Matta Kitabı'nın 15. bölümü, İsa'nın din bilginleri ve Ferisilerle olan tartışmaları, mucizeleri ve öğretilerini içerir. Bu bölümdeki başlıca olaylar ve öğretiler şunlardır:
-
İsa'nın Geleneklere Karşı Öğretisi (Matta 15:1-20):
- Yeruşalim'den gelen Ferisiler ve din bilginleri, İsa'ya öğrencilerinin neden ataların geleneklerine uymadığını, örneğin ellerini yıkamadan yemek yediklerini sorar.
- İsa, onlara karşılık olarak, neden Tanrı'nın buyruklarını atalarının gelenekleri uğruna çiğnediklerini sorar. Örneğin, "Annene ve babana saygı göstereceksin" buyruğuna rağmen, insanların, "Tanrı'ya adadım" diyerek anne ve babalarına yardım etmekten kaçındıklarını belirtir.
- İsa, onların ikiyüzlü olduklarını, Yeşaya'nın, "Bu halk dudaklarıyla beni sayar, ama yürekleri benden uzaktır" sözleriyle onları tanımladığını söyler.
- İsa, kalabalığa neyin insanı kirlettiğini açıklar. Ağza giren şeyin değil, ağızdan çıkan şeyin insanı kirlettiğini belirtir.

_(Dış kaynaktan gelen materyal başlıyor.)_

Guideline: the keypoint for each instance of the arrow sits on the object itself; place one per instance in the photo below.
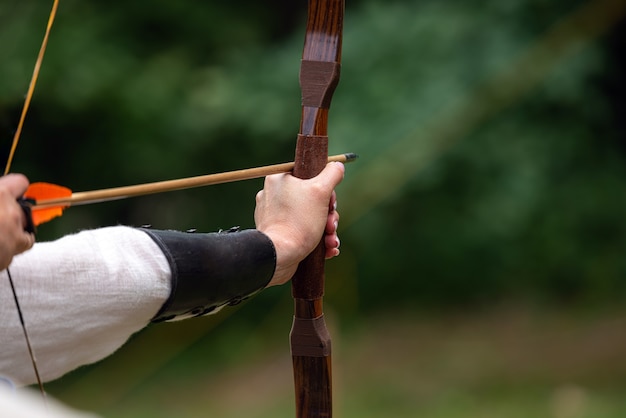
(49, 200)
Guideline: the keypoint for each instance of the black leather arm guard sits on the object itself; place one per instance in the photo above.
(213, 270)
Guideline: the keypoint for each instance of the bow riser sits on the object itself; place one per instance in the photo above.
(310, 340)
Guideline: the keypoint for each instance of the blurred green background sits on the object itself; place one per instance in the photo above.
(483, 234)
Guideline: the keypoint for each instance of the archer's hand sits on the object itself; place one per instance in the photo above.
(295, 214)
(13, 238)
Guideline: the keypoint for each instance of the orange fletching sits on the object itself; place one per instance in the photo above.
(40, 193)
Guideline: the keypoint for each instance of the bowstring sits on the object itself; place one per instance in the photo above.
(31, 87)
(7, 168)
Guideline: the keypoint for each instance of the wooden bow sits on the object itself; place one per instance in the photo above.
(319, 75)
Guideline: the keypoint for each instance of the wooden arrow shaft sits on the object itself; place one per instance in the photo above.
(115, 193)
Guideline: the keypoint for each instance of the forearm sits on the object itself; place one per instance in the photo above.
(82, 297)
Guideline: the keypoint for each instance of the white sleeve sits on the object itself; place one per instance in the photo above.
(26, 403)
(82, 297)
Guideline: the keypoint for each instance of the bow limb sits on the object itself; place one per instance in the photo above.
(310, 340)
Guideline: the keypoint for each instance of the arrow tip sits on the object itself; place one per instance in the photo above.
(350, 156)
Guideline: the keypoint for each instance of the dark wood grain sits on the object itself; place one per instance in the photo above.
(309, 336)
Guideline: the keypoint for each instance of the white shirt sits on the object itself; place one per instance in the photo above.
(82, 297)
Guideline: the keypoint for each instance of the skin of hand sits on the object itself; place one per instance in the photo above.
(13, 238)
(296, 213)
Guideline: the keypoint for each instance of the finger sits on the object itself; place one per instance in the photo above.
(333, 202)
(331, 241)
(332, 222)
(16, 184)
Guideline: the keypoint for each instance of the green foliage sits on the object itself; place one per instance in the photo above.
(491, 160)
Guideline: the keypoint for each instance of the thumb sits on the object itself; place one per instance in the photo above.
(332, 174)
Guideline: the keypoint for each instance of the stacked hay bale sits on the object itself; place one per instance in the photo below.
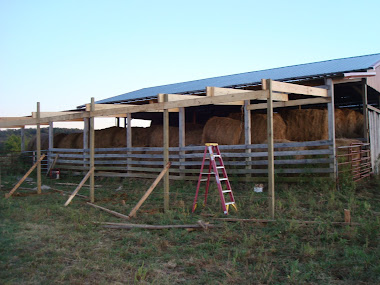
(222, 130)
(306, 124)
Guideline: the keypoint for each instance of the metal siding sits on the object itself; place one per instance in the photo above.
(296, 71)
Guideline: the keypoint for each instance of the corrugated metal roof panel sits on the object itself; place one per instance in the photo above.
(335, 66)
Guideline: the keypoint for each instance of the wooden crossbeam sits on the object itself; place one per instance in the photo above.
(218, 91)
(25, 176)
(298, 89)
(290, 103)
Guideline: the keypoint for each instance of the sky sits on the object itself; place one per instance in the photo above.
(62, 53)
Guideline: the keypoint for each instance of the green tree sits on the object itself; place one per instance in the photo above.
(13, 143)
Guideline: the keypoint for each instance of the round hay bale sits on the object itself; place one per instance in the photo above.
(32, 145)
(222, 130)
(340, 123)
(351, 119)
(306, 124)
(157, 136)
(69, 141)
(193, 134)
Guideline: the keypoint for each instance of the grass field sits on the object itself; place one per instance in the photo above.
(43, 242)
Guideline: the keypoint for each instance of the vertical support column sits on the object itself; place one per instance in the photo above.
(270, 150)
(22, 139)
(166, 154)
(129, 139)
(247, 134)
(92, 151)
(182, 138)
(38, 149)
(331, 123)
(86, 128)
(365, 109)
(51, 143)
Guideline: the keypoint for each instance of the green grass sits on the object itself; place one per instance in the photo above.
(43, 242)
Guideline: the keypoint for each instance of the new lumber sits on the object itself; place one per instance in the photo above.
(24, 177)
(79, 186)
(218, 91)
(149, 191)
(109, 211)
(298, 89)
(200, 224)
(299, 102)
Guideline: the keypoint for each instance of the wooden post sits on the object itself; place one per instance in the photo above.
(22, 139)
(247, 133)
(331, 124)
(51, 143)
(86, 122)
(166, 154)
(270, 150)
(149, 191)
(347, 216)
(92, 151)
(38, 149)
(182, 138)
(129, 139)
(79, 186)
(24, 177)
(365, 109)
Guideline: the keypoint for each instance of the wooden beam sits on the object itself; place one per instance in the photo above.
(270, 150)
(207, 100)
(181, 137)
(218, 91)
(129, 138)
(298, 89)
(166, 155)
(331, 125)
(109, 211)
(79, 186)
(24, 177)
(365, 109)
(247, 132)
(92, 151)
(290, 103)
(22, 139)
(52, 114)
(149, 191)
(38, 139)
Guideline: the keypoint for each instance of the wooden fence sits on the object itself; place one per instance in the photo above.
(374, 134)
(243, 162)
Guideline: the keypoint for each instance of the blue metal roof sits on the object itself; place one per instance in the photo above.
(329, 67)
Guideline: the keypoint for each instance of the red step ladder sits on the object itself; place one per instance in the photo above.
(216, 167)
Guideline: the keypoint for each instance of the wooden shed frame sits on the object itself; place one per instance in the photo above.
(273, 92)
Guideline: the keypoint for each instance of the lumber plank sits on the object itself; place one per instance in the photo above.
(201, 225)
(79, 186)
(109, 211)
(24, 177)
(298, 102)
(149, 191)
(298, 89)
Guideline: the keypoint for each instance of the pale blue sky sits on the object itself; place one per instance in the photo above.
(62, 53)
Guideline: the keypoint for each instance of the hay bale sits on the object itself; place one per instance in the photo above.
(306, 124)
(340, 123)
(70, 141)
(193, 134)
(222, 130)
(157, 136)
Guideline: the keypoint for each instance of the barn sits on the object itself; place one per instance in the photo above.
(303, 120)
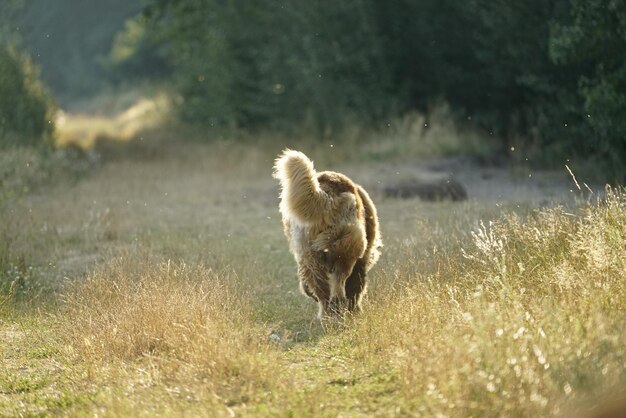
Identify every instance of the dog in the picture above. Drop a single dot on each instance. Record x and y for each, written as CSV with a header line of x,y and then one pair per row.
x,y
333,232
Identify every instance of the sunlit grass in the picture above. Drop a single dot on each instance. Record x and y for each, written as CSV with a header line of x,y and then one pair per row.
x,y
164,287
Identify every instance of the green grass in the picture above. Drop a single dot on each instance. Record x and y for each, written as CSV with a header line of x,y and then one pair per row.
x,y
163,286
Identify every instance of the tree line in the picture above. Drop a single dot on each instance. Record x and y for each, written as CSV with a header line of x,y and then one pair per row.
x,y
547,75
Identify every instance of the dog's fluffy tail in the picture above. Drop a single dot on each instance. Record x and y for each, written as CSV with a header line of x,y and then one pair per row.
x,y
301,197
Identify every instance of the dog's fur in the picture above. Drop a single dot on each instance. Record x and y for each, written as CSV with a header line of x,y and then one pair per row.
x,y
332,228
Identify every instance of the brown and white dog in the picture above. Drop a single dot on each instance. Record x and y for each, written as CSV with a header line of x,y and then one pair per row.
x,y
332,228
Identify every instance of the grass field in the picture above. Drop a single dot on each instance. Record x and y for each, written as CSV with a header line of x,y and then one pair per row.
x,y
161,284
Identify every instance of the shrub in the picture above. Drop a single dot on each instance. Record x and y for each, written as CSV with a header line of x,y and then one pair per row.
x,y
25,106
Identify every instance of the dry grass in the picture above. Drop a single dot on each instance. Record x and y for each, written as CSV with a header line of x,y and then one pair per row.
x,y
174,294
183,325
530,321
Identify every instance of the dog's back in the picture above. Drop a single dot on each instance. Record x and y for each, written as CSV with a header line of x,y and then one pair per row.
x,y
331,225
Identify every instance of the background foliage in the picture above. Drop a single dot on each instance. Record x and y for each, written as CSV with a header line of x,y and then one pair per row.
x,y
545,76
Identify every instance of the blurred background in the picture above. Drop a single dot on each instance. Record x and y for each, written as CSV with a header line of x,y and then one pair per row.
x,y
540,81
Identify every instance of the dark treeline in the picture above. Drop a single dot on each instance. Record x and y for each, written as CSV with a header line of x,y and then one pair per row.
x,y
548,76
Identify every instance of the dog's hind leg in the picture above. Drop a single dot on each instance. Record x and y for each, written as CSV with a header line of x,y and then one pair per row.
x,y
314,283
356,286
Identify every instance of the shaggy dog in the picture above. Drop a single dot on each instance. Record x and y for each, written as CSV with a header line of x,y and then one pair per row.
x,y
332,229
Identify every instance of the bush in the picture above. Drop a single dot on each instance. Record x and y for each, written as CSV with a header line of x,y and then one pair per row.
x,y
25,106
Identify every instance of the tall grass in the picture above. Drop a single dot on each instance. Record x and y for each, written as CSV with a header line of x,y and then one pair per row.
x,y
184,324
531,321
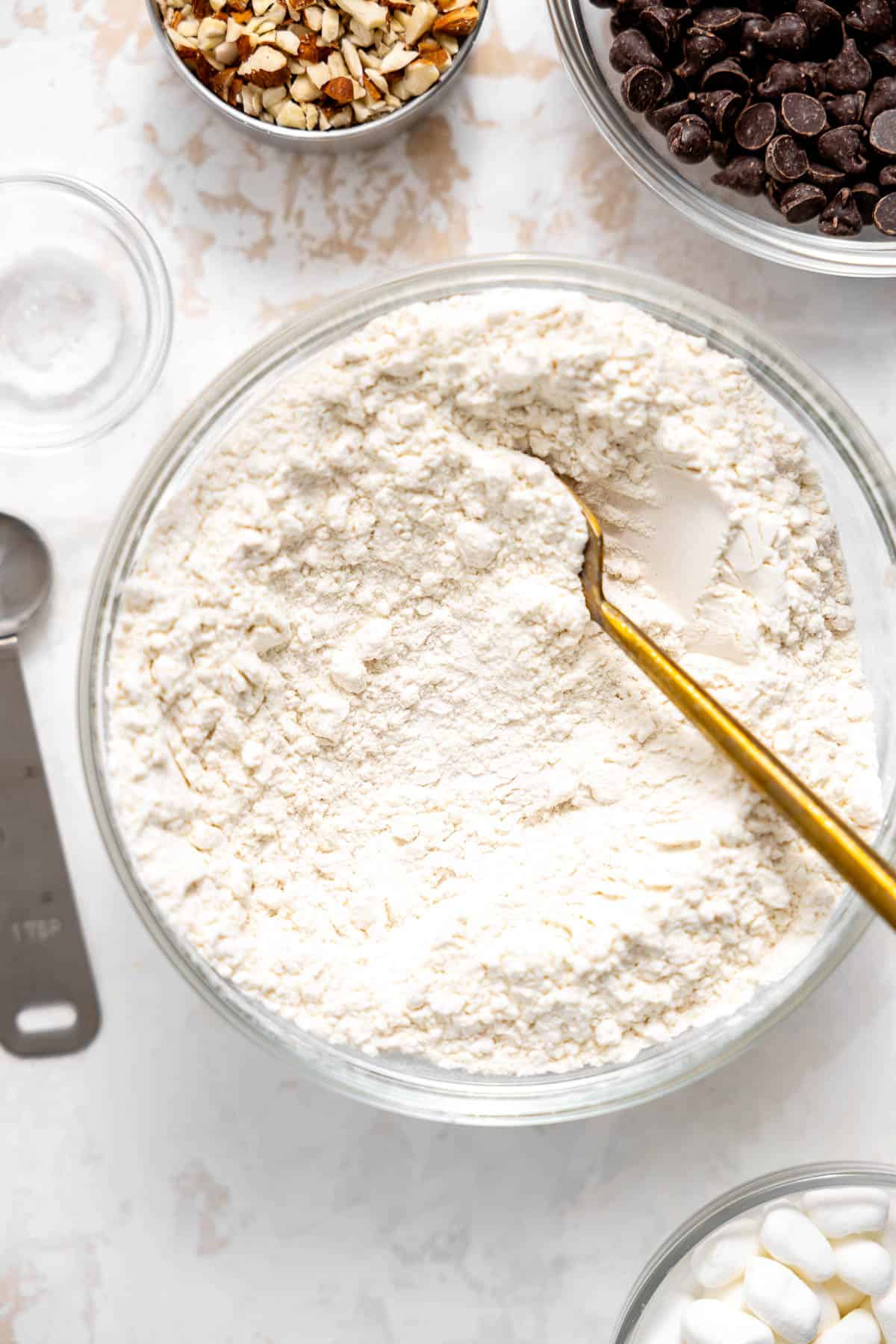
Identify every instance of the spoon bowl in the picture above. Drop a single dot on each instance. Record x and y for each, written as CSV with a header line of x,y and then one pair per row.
x,y
26,574
828,833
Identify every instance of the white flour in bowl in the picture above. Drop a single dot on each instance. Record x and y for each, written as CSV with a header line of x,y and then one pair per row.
x,y
375,762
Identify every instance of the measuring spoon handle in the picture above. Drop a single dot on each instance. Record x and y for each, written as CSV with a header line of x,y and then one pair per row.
x,y
43,959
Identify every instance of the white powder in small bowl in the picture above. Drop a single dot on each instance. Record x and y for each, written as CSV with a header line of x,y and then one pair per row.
x,y
375,762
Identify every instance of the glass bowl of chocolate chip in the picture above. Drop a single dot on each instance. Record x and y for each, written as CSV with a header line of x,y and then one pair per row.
x,y
773,127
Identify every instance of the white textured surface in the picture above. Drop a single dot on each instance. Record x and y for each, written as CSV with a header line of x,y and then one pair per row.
x,y
175,1182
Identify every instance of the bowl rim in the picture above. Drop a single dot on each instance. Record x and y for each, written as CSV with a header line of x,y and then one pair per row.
x,y
771,241
732,1203
428,1092
343,136
149,267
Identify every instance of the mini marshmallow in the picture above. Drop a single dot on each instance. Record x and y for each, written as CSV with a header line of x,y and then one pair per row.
x,y
856,1328
794,1239
847,1210
709,1322
865,1265
732,1295
781,1300
724,1256
886,1312
844,1295
829,1310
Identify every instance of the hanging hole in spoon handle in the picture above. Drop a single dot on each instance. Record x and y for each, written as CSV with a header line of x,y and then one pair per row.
x,y
47,995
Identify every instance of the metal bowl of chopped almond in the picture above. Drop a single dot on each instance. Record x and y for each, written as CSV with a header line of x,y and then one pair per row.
x,y
316,75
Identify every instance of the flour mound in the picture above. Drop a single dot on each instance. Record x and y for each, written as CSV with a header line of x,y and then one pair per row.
x,y
373,759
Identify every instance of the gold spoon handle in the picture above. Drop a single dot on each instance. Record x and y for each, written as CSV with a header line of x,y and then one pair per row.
x,y
845,851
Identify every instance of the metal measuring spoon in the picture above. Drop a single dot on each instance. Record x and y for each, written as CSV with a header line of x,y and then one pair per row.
x,y
47,995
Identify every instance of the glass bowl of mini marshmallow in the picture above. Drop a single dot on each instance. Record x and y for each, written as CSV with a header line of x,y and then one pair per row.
x,y
862,491
800,1256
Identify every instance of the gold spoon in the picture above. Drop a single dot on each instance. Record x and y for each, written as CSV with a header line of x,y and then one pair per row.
x,y
844,850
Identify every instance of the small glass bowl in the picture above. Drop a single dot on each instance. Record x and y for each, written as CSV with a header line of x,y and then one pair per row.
x,y
85,314
583,40
633,1325
862,492
326,141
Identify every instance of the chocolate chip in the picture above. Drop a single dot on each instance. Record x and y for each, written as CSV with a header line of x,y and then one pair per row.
x,y
785,159
882,136
842,147
849,72
719,19
815,74
884,54
644,87
802,114
825,176
886,214
632,49
756,125
662,27
783,77
689,140
700,50
726,74
841,218
844,109
794,99
865,195
774,193
788,35
802,202
664,119
882,99
751,30
872,18
825,26
744,175
722,109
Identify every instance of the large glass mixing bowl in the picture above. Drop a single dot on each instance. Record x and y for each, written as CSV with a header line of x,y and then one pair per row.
x,y
862,492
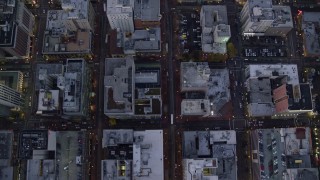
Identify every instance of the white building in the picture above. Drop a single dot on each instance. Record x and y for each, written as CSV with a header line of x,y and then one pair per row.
x,y
274,90
310,26
120,14
212,84
259,18
69,31
215,29
141,159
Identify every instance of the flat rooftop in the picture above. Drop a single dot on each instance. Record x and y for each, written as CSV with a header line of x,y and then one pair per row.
x,y
116,169
32,140
148,155
310,26
116,137
214,82
209,154
71,147
7,18
62,39
45,73
12,79
199,143
74,86
6,138
143,41
264,10
213,15
119,86
147,10
40,169
277,150
120,7
269,70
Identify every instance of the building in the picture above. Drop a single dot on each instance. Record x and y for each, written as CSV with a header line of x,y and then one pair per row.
x,y
16,24
215,29
274,90
261,18
63,157
206,90
142,41
74,86
119,87
10,91
311,30
48,91
132,90
133,155
69,31
282,154
146,13
6,143
63,89
209,155
120,14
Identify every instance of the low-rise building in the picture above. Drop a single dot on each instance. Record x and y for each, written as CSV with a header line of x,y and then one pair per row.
x,y
69,31
132,90
63,88
209,155
311,30
146,13
17,24
215,29
261,18
274,90
282,154
206,90
10,91
6,143
133,154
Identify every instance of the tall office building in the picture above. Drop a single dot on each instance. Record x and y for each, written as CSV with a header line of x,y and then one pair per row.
x,y
120,14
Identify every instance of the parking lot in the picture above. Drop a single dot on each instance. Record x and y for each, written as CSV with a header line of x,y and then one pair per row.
x,y
267,46
189,32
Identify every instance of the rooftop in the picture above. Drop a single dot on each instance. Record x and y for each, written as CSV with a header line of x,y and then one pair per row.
x,y
119,86
73,85
46,74
120,6
279,149
116,137
116,169
148,155
147,10
31,140
63,37
6,138
264,10
271,70
311,26
7,18
12,79
40,169
214,82
209,155
71,147
142,41
146,161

Çünkü ağızdan çıkanlar yürekten gelir ve insanı kirleten de budur.
- Petrus, İsa'ya bu benzetmeyi açıklar. İsa, yiyeceklerin mideye gittiğini ve dışarı atıldığını, ama ağızdan çıkanların yürekten geldiğini ve kötü düşünceler, cinayetler, zinakarlıklar, hırsızlıklar, yalan tanıklık ve iftiralar olduğunu açıklar.
-
Kenanlı Kadının İmanı (Matta 15:21-28):
- İsa, Sur ve Sayda bölgesine çekilir. Bir Kenanlı kadın İsa'ya gelip, "Rab, ey Davut Oğlu, halime acı! Kızım cinler tarafından çok kötü bir şekilde rahatsız ediliyor" der.
- İsa, kadına cevap vermez. Öğrenciler, kadının gitmesini ister. İsa, "Ben yalnızca İsrail halkının kaybolmuş koyunlarına gönderildim" der.
- Kadın, "Rab, bana yardım et" diyerek İsa'nın önünde eğilir. İsa, "Çocukların ekmeğini alıp köpeklere atmak doğru değildir" der. Kadın, "Evet, Rab, ama köpekler de efendilerinin sofrasından düşen kırıntıları yer" diye karşılık verir.
- İsa, kadının imanını över ve kızının o anda iyileştiğini söyler.
-
İsa'nın Şifa Vermesi ve Dört Bin Kişiyi Doyurması (Matta 15:29-39):
- İsa, Celile Gölü kıyısına gider ve orada bir dağa çıkar. Büyük kalabalıklar yanına gelir, yanlarında topallar, körler, kötürümler, dilsizler ve daha birçok hasta getirirler. İsa, onları iyileştirir ve halk hayret içinde Tanrı'yı över.
- İsa, kalabalığa acır, çünkü üç gündür yanındadırlar ve yiyecekleri yoktur. Onları aç olarak göndermek istemez, çünkü yolda bayılabilirler.
- Öğrenciler, çölde bu kadar çok insanı doyuracak kadar yiyecek bulmanın imkansız olduğunu söyler. İsa, ellerinde ne olduğunu sorar. Öğrenciler, yedi ekmek ve birkaç küçük balıkları olduğunu söyler.
- İsa, kalabalığı yere oturtur, ekmekleri ve balıkları alır, şükreder, böler ve öğrencilerine verir. Öğrenciler de kalabalığa dağıtır. Herkes doyar ve arta kalan yedi sepet dolusu parça toplanır. Yiyenlerin sayısı kadınlar ve çocuklar hariç dört bin erkekti.
- İsa, kalabalığı gönderir, tekneye biner ve Magadan bölgesine gider.